The International Monetary Fund and the European Commission have agreed to contribute $27.15 million (€20 million) to the Regional Technical Assistance Centers in the African, Caribbean and Pacific regions.

“We are very grateful to the European Commission and the ACP Secretariat for their continued support of the IMF’s capacity building efforts to the benefit of a great number of recipient countries,” said Nemat Shafik, IMF deputy managing director in a statement. “This contribution is crucial for scaling-up our capacity development in the seven ACP RTACs, which have a proven track record in providing flexible, responsive, and tailored technical assistance to their member countries. I would also like to note that the work being carried out by the RTACs will be reinforced by other IMF capacity development initiatives, including those that utilize today´s ever advancing technology, such as e-learning.”

Designed to provide hands-on technical assistance to members countries and to strengthen capacity to ensure the sustainability of reforms in the IMF’s key areas of expertise—macroeconomic, financial and structural policies,- to make it easier to respond more quickly to recipient countries’ needs, the centers complement and maximize the technical assistance capability from IMF’s Washington headquarters.

The international organization said the new Africa Training Institute in Mauritius, for example, now coordinates classroom training with onsite technical assistance provided by all the African RTACs.

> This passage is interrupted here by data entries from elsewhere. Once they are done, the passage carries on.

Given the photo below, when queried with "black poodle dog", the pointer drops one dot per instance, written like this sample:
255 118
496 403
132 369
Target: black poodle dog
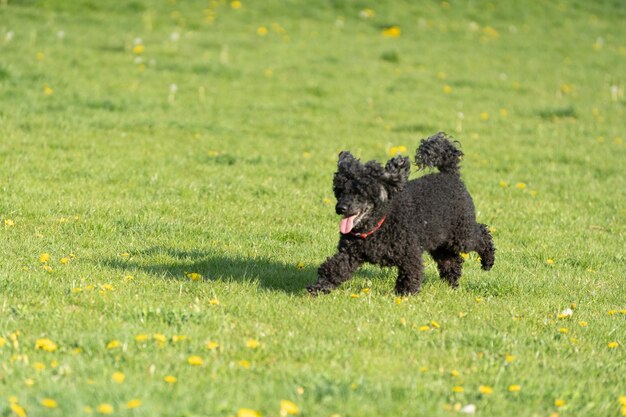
390 221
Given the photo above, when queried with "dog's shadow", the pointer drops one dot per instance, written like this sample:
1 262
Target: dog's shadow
177 264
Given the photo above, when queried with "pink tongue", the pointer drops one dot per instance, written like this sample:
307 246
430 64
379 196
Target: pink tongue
346 224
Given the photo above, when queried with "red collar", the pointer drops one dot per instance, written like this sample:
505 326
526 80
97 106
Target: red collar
366 234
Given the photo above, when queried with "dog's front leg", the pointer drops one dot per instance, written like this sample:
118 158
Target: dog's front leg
410 275
334 271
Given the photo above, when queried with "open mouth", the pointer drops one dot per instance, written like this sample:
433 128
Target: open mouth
348 222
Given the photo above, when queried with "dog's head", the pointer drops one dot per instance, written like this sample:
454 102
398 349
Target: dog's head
364 191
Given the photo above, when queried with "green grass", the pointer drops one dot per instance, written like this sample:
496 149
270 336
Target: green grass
230 177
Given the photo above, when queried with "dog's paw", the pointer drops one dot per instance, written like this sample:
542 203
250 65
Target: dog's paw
317 289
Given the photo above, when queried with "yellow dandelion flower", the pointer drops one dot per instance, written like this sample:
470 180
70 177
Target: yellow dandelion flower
105 408
142 337
114 344
485 389
367 13
17 409
49 403
134 403
45 344
288 408
392 32
247 412
195 360
490 33
194 276
252 343
160 338
118 377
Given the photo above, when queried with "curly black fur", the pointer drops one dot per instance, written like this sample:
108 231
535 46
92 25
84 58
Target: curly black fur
434 214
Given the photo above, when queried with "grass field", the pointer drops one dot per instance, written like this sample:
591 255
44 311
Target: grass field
165 178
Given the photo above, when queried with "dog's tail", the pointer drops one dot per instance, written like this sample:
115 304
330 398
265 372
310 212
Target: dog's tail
440 152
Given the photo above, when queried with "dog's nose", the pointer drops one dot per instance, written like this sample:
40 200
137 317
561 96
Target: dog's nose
341 208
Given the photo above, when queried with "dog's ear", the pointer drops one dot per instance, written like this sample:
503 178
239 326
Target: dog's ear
396 173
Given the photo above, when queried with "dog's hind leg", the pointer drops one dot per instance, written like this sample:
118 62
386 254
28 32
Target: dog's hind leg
410 275
484 246
449 264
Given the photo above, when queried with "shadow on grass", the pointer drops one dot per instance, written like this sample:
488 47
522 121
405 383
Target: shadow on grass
169 263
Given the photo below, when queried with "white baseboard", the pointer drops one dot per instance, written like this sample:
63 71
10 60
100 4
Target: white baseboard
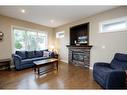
64 61
91 68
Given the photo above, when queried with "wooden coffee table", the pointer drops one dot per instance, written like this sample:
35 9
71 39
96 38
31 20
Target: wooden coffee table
42 63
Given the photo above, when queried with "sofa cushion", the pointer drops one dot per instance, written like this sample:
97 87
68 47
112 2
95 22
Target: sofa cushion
38 53
30 54
46 53
119 61
27 61
22 54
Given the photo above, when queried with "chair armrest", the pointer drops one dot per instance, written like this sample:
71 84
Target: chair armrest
116 80
102 64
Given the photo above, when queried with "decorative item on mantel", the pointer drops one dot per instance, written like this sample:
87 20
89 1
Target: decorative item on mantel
1 35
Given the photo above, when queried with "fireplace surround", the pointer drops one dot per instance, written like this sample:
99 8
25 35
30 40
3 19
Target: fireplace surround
79 55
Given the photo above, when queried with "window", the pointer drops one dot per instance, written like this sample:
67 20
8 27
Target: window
29 40
114 25
60 34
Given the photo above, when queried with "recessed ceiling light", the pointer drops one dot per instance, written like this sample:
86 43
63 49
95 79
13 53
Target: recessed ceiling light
52 21
23 10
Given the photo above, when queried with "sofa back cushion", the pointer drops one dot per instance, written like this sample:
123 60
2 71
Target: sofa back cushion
46 54
39 53
30 54
22 54
119 61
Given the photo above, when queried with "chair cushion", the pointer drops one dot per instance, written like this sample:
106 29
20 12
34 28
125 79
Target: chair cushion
22 54
119 61
30 54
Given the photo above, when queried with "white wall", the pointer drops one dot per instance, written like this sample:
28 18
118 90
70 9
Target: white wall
113 42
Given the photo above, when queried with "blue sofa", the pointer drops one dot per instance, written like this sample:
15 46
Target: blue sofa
24 59
113 75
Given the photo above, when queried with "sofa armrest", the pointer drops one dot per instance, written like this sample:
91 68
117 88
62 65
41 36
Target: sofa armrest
17 61
102 64
116 80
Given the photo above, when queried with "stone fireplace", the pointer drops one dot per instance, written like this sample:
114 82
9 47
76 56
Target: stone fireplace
79 55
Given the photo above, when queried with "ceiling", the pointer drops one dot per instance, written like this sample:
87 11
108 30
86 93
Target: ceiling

There are currently four RTACs centers in Africa, which are strategically located in East, West, Central, and South areas of the regions: In Dar es Salaam, Tanzania; Abidjan, Côte d’Ivoire; Libreville, Gabon and Mauritius, respectively. A new center in the region is scheduled to open by the end of the year in Ghana to cover Anglophone and Lusophone countries in West Africa.

Two other ACP RTACs are in the Pacific Financial Technical Assistance Center in Suva, Fiji, serving 16 Pacific island countries and territories; and the Caribbean Regional Technical Assistance Center in Bridgetown, Barbados, serving 20 Caribbean island countries and territories.
Six RTACs are operating in the ACP regions.

Marcus Cornaro, deputy director general of DG Europeaid, European Commission, added, “This program is proof that the strategic partnership between the EU and the IMF has a real added value, in improving our coordination and effectiveness in capacity building. I am pleased that the work we do together is intensifying and confident that it will help us in implementing key policy elements of the EU ‘Agenda for change’ and the new approach to EU budget support.”